- Born: Leslie John Edgley October 14, 1912 London, England, U.K.
- Died: March 12, 2002 (aged 89)
- Occupations: Novelist, radio dramatist, screenwriter
- Spouse: Mary Anna Gustaitis
- Children: 3
- Writing career
- Pen name: Robert Bloomfield, Michael Gillian, Brook Hastings
- Genre: Mystery
- Notable work: Perry Mason

= Leslie Edgley =

American novelist (1912–2002)

Leslie John Edgley (October 14, 1912 – August 9, 2002) was an English-born American mystery fiction writer, radio dramatist screenwriter and playwright. Among the works for which he became known are the scripts for many episodes of Perry Mason, written as "Robert Bloomfield".

==Early life and career==
Edgley was born in London in 1912, but emigrated with his parents to Canada in 1918; four years later, they came to the United States, finally putting down roots in East Chicago, Indiana. Edgley spent his formative years in the Marktown district, graduating from Washington High School in 1930. In 1936, one year after marrying East Chicago native Mary Anna Gustaitis; Edgley attained United States citizenship. In 1944, the couple relocated to California.
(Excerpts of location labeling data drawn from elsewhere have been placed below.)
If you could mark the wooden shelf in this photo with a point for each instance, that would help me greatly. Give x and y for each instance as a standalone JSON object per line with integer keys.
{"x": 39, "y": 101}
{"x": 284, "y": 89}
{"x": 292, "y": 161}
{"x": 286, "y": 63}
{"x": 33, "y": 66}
Beginning his writing career in the 1940s, Edgley published work under his own name, but also started using the name "Robert Bloomfield" as a pen name on some of his work as early as 1947.

In 1952, Edgley was named as a former member of the Communist Party USA by Roy Huggins, in testimony before the House Un-American Activities Committee. From 1956 forward, in order to work around being on the Hollywood blacklist, all of Edgley's television work was credited to his already established alias of Robert Bloomfield.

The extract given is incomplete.